Grandfather and Father took Theophane to the home of a priest. He wasn’t just any priest. He was a leading theologian, and he taught religion at a university.

“What caused you to leave the church?” the priest asked Theophane.

Theophane opened his Bible to Exodus 20.

“I would like us to study the Ten Commandments,” he said.

He read the first commandment, which says, “You shall have no other gods before Me” (Exodus 20:3, NKJV). Then he read the second commandment, which prohibits the worship of carved images.

Turning to the priest, he asked him to explain the first two commandments.

The priest defended carved images in the church. He said the Israelites were saved by looking at a bronze serpent raised by Moses in the wilderness and Christians today can be saved by looking at icons.

Theophane moved on to the fourth commandment, which says, “Remember the Sabbath day, to keep it holy” (Exodus 20:8). The priest countered that the law was changed. Theophane responded with the words of Jesus, “Do not think that I came to destroy the Law or the Prophets. I did not come to destroy but to fulfill” (Matthew 5:17).

Then the priest accused Theophane of not obeying the fifth commandment. “Do you love your father?” he said. “You aren’t doing what he tells you to do. God says, ‘Honor your father and mother.”

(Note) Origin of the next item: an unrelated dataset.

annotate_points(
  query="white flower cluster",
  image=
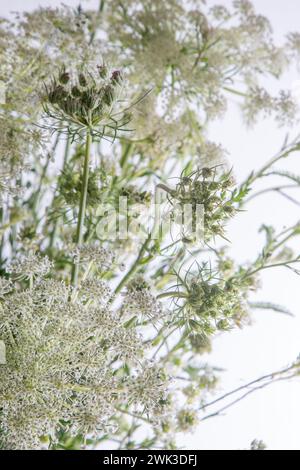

Theophane replied, “But Jesus said, ‘He who loves father or mother more than Me is not worthy of Me’” (Matthew 10:37).

The priest looked at Father. “It’s over for your son,” he said. “Don’t let him ever live at home because he will contaminate other people.”

Leaving the priest’s house, Father was furious. He threatened to burn Theophane’s birth certificate and sever all ties with him. He cursed the uncle who had invited Theophane to the Adventist Church.

Theophane defended his uncle. “He never taught me anything bad,” he said. “He just showed me the way.”

Father complained directly to the uncle, and the uncle reminded him about the demonic attacks. “Theophane was in deep trouble,” he said. “You took him to many physicians and gave him medicine. You did your best, but nothing helped. The boy didn’t follow me. He followed the Word of God.”

Eight months passed. Theophane’s life changed drastically. Not only did he remain free from demonic attacks, but he also grew into a kind, generous young man. Neighbors who had once sought to keep their children away from him and his bad influence now wanted their children to be like him. Father was amazed at the remarkable change, and he called the uncle to thank him.

“Thank you for what you have done for my son,” he said. “The boy who we knew before is not the same person today.”

Today, Theophane lives back at home, and he keeps the seventh-day Sabbath freely. He is praying that Father and Grandfather will know the Jesus who changed his life.

“My prayer now is for God to change their hearts so they can join me in my new faith and we can worship together,” he says.

Thank you for your Thirteenth Sabbath Offering three years ago that helped a Seventh-day Adventist school expand with new classrooms in Conakry, Guinea.